Ahmet Taşgetiren

Ahmet Taşgetiren

Hayatı Ciddiye Almak

Hayatımız… 

Verili bir süre. Kendimiz seçmediğimiz, ne kadar olduğunu bilmediğimiz bir yaşama dönemi.  

Belli ki “Veren”in bir iradesi, beklentisi var.   

“O, ölümü ve hayatı, hanginiz daha güzel bir davranış ortaya koyacak, onu sınamak için yaratandır.” (Mülk suresi, 2) 

İstesek de istemesek de ilk nefes aldığımız andan itibaren “Son nefes”e doğru yol alıyoruz.  

Onu veren, belli ki sonunda nasıl bir “Hayat kalitesi” gerçekleştirebildiğimize bakacak.  

Onun için “Sayılı nefesler”in içini, önce “Doldurma” bilincinde olmak, sonra da “Güzel” notu verilecek nitelikte doldurmak lazım.  

Aslında hayat kalitemiz yakından uzağa hayatı paylaştığımız dünyalılar için de anlamlı. Ama anlamının en hayati biçimde not edileceği yer, hayatı bize “Veren Kudret”in nezdinde.  

Hayatımız kaydediliyor, bunu bilmeliyiz. Bir tür “Kudret gözü” var, her varlığın her eylemini gören, kaydeden… Ya da sırf sizin için görevlendirilmiş “kaydediciler” var. Göremesek de, bilelim bunu.  

Buna “Hayat kitabı” ya da “Hayat filmi” diyelim. Bir gün bu kitap veya film için “Oku – Seyret” denecek.  

Onu gönül huzuru, içimizi sevinçle dolduracak nitelikte yazdırmak, kaydettirmek lazım.  

Hayatı ıskalamamalıyız.  

Hayatı boş vermemeliyiz. 

Hayatı kendi ellerimizle öldürmemeliyiz. 

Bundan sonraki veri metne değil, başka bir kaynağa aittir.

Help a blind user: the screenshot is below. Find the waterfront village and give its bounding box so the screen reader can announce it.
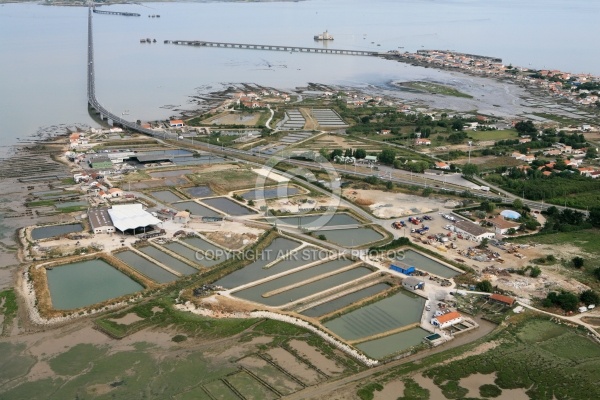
[0,51,600,399]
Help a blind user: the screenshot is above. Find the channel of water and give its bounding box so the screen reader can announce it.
[300,283,390,317]
[31,224,83,240]
[216,237,302,289]
[233,259,356,306]
[172,200,223,217]
[202,197,256,216]
[356,327,431,359]
[150,190,183,203]
[114,250,177,283]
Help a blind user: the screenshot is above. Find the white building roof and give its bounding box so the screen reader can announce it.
[108,203,161,232]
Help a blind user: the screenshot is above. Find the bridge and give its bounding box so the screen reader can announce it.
[87,7,163,137]
[165,40,381,56]
[94,8,141,17]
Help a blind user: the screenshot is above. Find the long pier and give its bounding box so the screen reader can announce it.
[165,40,381,56]
[94,8,141,17]
[87,7,162,137]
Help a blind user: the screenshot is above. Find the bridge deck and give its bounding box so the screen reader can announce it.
[165,40,381,56]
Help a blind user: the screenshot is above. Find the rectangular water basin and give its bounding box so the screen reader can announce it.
[173,201,223,217]
[300,283,390,317]
[356,327,430,360]
[268,213,361,229]
[138,246,198,275]
[323,291,425,340]
[185,186,213,198]
[114,250,177,283]
[234,259,358,306]
[202,197,256,216]
[46,260,144,310]
[31,224,83,240]
[315,228,385,247]
[150,190,183,203]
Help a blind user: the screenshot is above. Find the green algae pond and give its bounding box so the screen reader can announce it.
[46,260,144,310]
[323,291,425,340]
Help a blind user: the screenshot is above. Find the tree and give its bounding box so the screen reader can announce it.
[452,118,465,131]
[588,206,600,228]
[477,279,494,293]
[515,120,537,135]
[462,163,479,177]
[571,257,584,269]
[529,267,542,278]
[579,289,600,306]
[557,292,579,311]
[378,149,396,164]
[329,149,344,160]
[479,200,496,213]
[513,199,523,210]
[354,149,367,158]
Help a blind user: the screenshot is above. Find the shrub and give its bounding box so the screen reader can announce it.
[479,384,502,397]
[171,335,187,343]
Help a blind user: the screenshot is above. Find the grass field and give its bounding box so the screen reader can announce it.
[357,315,600,400]
[468,129,518,140]
[187,168,275,194]
[0,301,361,400]
[403,81,473,99]
[510,229,600,290]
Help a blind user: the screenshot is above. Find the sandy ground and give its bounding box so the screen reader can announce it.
[111,313,144,325]
[289,340,344,376]
[373,380,405,400]
[342,189,446,218]
[252,168,290,182]
[267,348,323,385]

Hayatın her anına anlam yüklemeliyiz. 

Hayatı bilinçli yaşamalı, her ana bilinç yüklemeli, her anı yaşamalıyız. 

Hayatı diri yaşamalıyız.   

“Allah ve Rasulü sizi, sizi diri kılacak bir hayata çağırdığında o çağrıya uyun.” (Enfal suresi, 24)   

Bize “Hayatı veren” belli ki bizi önemsiyor. En azından bunu bilelim hayatı yaşarken… Hatta bize “En güzel yaratılış” koduna “Mükerremlik” diye nitelenen “ideal bir karakter” koduna ulaşabilme potansiyeli lütfedecek kadar önemsiyor.  Bunun içini doldurmak var hayat sınavında. En azından “Hayatımızı ciddiye almak” dediğimizde yola buradan çıkabiliriz.  

Ciddiye alınmamış bir hayata ise ne bu dünyada kıymet verilir, ne de ebediyet aleminde… 

Ne demiş Şeyh Galib: “Hoşça bak zatına kim zübde-i alemsin sen. Merdüm-i dide-i ekvan olan ademsin sen. – Kendine hoşça bak, zira sen alemin özüsün. Kainatın göz bebeği olan Ademsin.”